In recording "Rockin' the Suburbs," playing all instruments was among the challenges Folds happily tackled. "To not have other musicians to bounce the sounds off of is a difficult thing," he says. "I have to play it, and then have a conversation with myself. It can take days instead of minutes. Ultimately, it ended up with a little more style this way."

Folds likens writing the set's material to writing a term paper. "I only write songs to make an album," he says. "I don't enjoy the process. Some of the best thoughts you can have come when you're writing a term paper or something at the last minute. [Pressure] gives me a boost."

The album's title cut isn't lacking, even with Folds' expedited writing process. Its almost kitschy sound is accompanied by playful, self-deprecating lyrics: "Let me tell you all what it's like being male, middle class, and white," and "I'm rockin' the suburbs just like Michael Jackson did ... except that he was talented."

Ben Goldman, Epic's senior VP of A&R, hopes that "people will get [Folds'] sense of humor with the first single.

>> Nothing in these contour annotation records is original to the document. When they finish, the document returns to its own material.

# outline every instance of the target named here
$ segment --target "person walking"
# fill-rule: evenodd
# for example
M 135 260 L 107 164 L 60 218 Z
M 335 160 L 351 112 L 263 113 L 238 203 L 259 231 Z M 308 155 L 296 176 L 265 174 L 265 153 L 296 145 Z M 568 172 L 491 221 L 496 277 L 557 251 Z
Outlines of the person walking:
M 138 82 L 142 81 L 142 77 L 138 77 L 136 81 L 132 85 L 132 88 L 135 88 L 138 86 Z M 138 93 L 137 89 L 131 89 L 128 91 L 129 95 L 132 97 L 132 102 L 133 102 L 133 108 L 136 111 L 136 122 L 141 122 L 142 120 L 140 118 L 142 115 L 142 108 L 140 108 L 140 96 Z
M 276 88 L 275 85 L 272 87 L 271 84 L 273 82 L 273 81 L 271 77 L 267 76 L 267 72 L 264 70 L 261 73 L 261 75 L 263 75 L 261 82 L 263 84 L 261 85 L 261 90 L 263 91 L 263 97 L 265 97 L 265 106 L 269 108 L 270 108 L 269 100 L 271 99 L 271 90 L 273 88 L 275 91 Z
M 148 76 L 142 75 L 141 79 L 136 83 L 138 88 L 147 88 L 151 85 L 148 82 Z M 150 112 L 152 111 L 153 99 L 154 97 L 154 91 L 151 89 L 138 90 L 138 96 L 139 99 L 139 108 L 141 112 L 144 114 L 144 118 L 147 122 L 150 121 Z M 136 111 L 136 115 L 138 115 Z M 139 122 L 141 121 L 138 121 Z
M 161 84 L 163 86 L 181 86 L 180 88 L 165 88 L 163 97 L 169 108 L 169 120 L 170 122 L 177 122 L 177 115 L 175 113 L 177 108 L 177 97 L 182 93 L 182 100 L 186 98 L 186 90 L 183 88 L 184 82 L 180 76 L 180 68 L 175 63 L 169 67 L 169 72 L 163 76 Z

With the type of music radio plays these days, I think people should find it funny. Listen to Weezer, Cake, the quirky stuff that's happening. It's commercial, yet honest."

Response from radio has already been positive. Buddy Rizer, program director for WWDC, Washington, D.C., says that the single has been a top-10 request since the station began playing it. "It's funny and catchy, and it just seems like the kind of song that people want to hear. [Folds] writes really good pop/rock music."

Perhaps the set's most thought-provoking song is its planned second single, "Still Fighting It," a track that delves into the difficulties that everyone faces as they grow older.

Folds says that when his twins were born two years ago, he was inspired to write about this theme. "When the first one popped out, I was like, 'Ah man, that sucks.' It just looked like a shitty process. All of a sudden it occurred to me how it doesn't get any easier. It sucks when you're a 0-year-old, it's tough when you're 10, it's tough again when you're 50. Then you're 80 years old, and all you have to look forward to is wetting your bed and dying. This isn't a negative song. All said and done, it's worth doing."

A "Weird Al" Yankovic-directed video for "Rockin' the Suburbs" has already been shot, and a clip for "Still Fighting It" will also be completed prior to the album's release.

Folds says he isn't nervous about how this album will be received and that he doesn't "need to explain anything or worry about it. I think it's going to find its place."

Given that his previous works have continually attracted a fan base -- Ben Folds Five's breakthrough 1997 album "Whatever & Ever Amen" has sold 946,000 copies in the U.S., according to SoundScan, while the group's 1995 eponymous debut has sold 195,000 copies, and its last project, 1999's "The Unauthorized Biography of Reinhold Messner," moved 229,000 copies -- a Folds solo project has what would seem to hold a built-in consumer appeal.

Folds will make promotional tours of Australia and the U.K. in August, including performances at the V2001 festivals in Staffordshire and Chelmsford, England. A six-week U.S. tour kicks off with two shows Sept. 7 and 8 in Carrboro, N.C., just outside of his hometown of Chapel Hill (Folds currently lives in Australia). That trek will run through an Oct. 15 finale in Los Angeles, and will be followed by dates in both Japan and the U.K.